Mannheim. Zwei Spielzeiten stand Patrick Glöckner an der Seitenlinie des SV Waldhof und führte den Mannheimer Fußball-Drittligisten zuletzt auf Platz fünf. Am vergangenen Samstag verabschiedete sich der SVW-Trainer nun mit dem dritten Erfolg im Landes-Pokal von den Mannheimern. Im Gespräch mit dieser Redaktion blickt der 45-Jährige zurück auf seine Zeit in Mannheim, zieht eine Bilanz und erläutert die Gründe für seinen Abschied.

Herr Glöckner, Sie sagten nach dem Liga-Finale gegen Havelse, dass Sie jetzt erst mal aufs Arbeitsamt gehen. Haben Sie sich schon die Adresse des zuständigen Job-Centers herausgesucht?

Patrick Glöckner: Ja, das musste ich schon vor längerer Zeit tun. Der gesetzliche Ablauf sieht bei zeitlich begrenzten Verträgen vor, dass man sich drei Monate vor Ablauf der Vertragslaufzeit arbeitssuchend meldet. Das gilt auch für Trainer und Spieler.

Die Bewerbungsmappe sieht doch aber ganz gut aus. Einmal Drittliga-Achter, einmal Fünfter, ein bisschen Europapokalsieger-Besieger im DFB-Pokal gegen Frankfurt und drei Mal den BFV-Pokal gewonnen. Wie fällt Ihre sportliche Bilanz aus?

Glöckner: Die fällt sehr positiv aus. Ich finde, man sieht eine klare Entwicklung. Wenn man Türkgücü mitrechnet, haben wir 64 Punkte geholt, im Vorjahr 52. Man sieht auch, dass die Mannschaft wesentlich sicherer agiert hat, weil sie besser eingespielt war.

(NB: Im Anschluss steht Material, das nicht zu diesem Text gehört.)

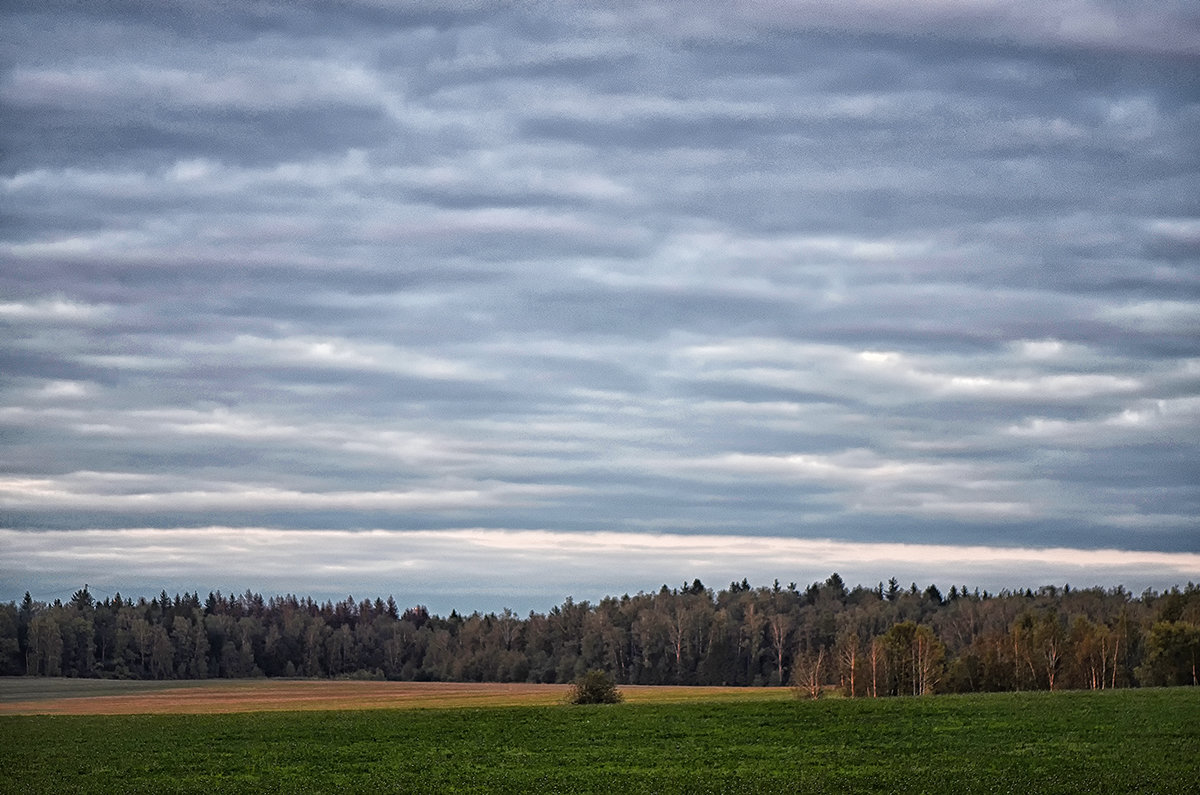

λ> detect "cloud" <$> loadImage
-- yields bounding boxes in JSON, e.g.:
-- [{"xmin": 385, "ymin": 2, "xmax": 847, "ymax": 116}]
[
  {"xmin": 1, "ymin": 1, "xmax": 1198, "ymax": 607},
  {"xmin": 693, "ymin": 1, "xmax": 1200, "ymax": 55},
  {"xmin": 4, "ymin": 528, "xmax": 1197, "ymax": 613},
  {"xmin": 0, "ymin": 298, "xmax": 111, "ymax": 323},
  {"xmin": 0, "ymin": 472, "xmax": 579, "ymax": 514},
  {"xmin": 1101, "ymin": 301, "xmax": 1200, "ymax": 334}
]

Wir hatten weniger Ausfälle und eine bessere Verfügbarkeit. Das liegt auch an den Strukturen und dem Personal, das wir für Pflege, Vor-, Nachbereitung und Trainingssteuerung eingestellt haben. Entsprechend kannst du besser abrufen.

Lässt sich das an Zahlen festmachen?

Glöckner: Wir haben uns die zweitmeisten Torchancen in der Liga erspielt, wir haben die wenigsten Torchancen zugelassen und die meisten Ballgewinne in der gegnerischen Hälfte erzielt, was für ein sehr gutes Pressing spricht. Das sind zwei Bilanzen in beide Spielrichtungen, die sensationell sind. Die Entwicklung sieht man aber nicht nur anhand des Tabellenplatzes und dieser Statistiken, sondern auch an der Entwicklung der einzelnen Spieler. Deshalb können wir damit mehr als zufrieden sein.

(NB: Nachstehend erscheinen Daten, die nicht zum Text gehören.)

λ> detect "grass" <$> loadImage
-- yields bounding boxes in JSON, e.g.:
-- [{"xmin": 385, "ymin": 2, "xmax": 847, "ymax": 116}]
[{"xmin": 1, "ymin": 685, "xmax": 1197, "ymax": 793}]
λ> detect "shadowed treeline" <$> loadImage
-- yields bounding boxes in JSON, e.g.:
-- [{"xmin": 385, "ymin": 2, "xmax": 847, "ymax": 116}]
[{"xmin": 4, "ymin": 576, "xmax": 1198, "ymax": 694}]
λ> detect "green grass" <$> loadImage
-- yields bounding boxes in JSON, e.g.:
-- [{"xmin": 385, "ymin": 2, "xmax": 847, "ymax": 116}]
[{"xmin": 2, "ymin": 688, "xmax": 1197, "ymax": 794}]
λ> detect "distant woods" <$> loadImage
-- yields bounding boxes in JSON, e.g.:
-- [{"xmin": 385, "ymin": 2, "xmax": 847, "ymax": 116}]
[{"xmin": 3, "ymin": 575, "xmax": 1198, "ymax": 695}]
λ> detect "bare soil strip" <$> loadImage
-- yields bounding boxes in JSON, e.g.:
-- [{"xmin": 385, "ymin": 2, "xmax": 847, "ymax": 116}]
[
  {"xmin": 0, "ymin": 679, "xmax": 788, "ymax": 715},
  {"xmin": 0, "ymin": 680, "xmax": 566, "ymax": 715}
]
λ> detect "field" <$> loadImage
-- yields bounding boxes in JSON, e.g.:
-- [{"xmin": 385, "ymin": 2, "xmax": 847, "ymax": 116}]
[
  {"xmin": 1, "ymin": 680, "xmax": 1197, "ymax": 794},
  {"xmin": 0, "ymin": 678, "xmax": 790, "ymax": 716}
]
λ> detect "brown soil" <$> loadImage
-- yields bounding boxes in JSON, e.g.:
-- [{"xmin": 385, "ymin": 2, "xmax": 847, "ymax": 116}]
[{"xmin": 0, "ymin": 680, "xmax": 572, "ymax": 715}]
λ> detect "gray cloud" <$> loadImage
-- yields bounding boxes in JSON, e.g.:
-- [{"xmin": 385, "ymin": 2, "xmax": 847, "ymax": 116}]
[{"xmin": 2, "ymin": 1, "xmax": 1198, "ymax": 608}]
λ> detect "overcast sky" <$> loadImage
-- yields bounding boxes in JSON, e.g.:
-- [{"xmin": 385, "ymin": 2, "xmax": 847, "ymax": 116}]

Zum Abschied feierte der Coach mit den SVW-Fans auf dem Zaun. © Pix

Am Ende fehlten dann nur drei magere Punkte bis zur Relegation. Ärgert Sie das?

Glöckner: Wenn mir vor der Saison einer gesagt hätte, wir holen die Punkte mit diesem Tabellenplatz, hätte ich sofort unterschrieben. Im Nachhinein ist es natürlich ärgerlich, weil wir Punkte haben liegenlassen, wo wir klar die bessere Mannschaft waren. Vielleicht war das auch bei anderen Mannschaften der Fall, aber mit ein bisschen mehr Spielglück wäre in der Tat auch etwas mehr drin gewesen.

Woran lag’s?

Glöckner: Wir haben einfach zu viele Chancen liegengelassen. Wir machen aus fünf Chancen einen Treffer, der Liga-Schnitt liegt bei vier, der Top-Wert bei drei. Wir haben ganz vorne einfach zu wenig gemacht.

Müssen Sie sich auch irgendwo an die eigene Nase fassen?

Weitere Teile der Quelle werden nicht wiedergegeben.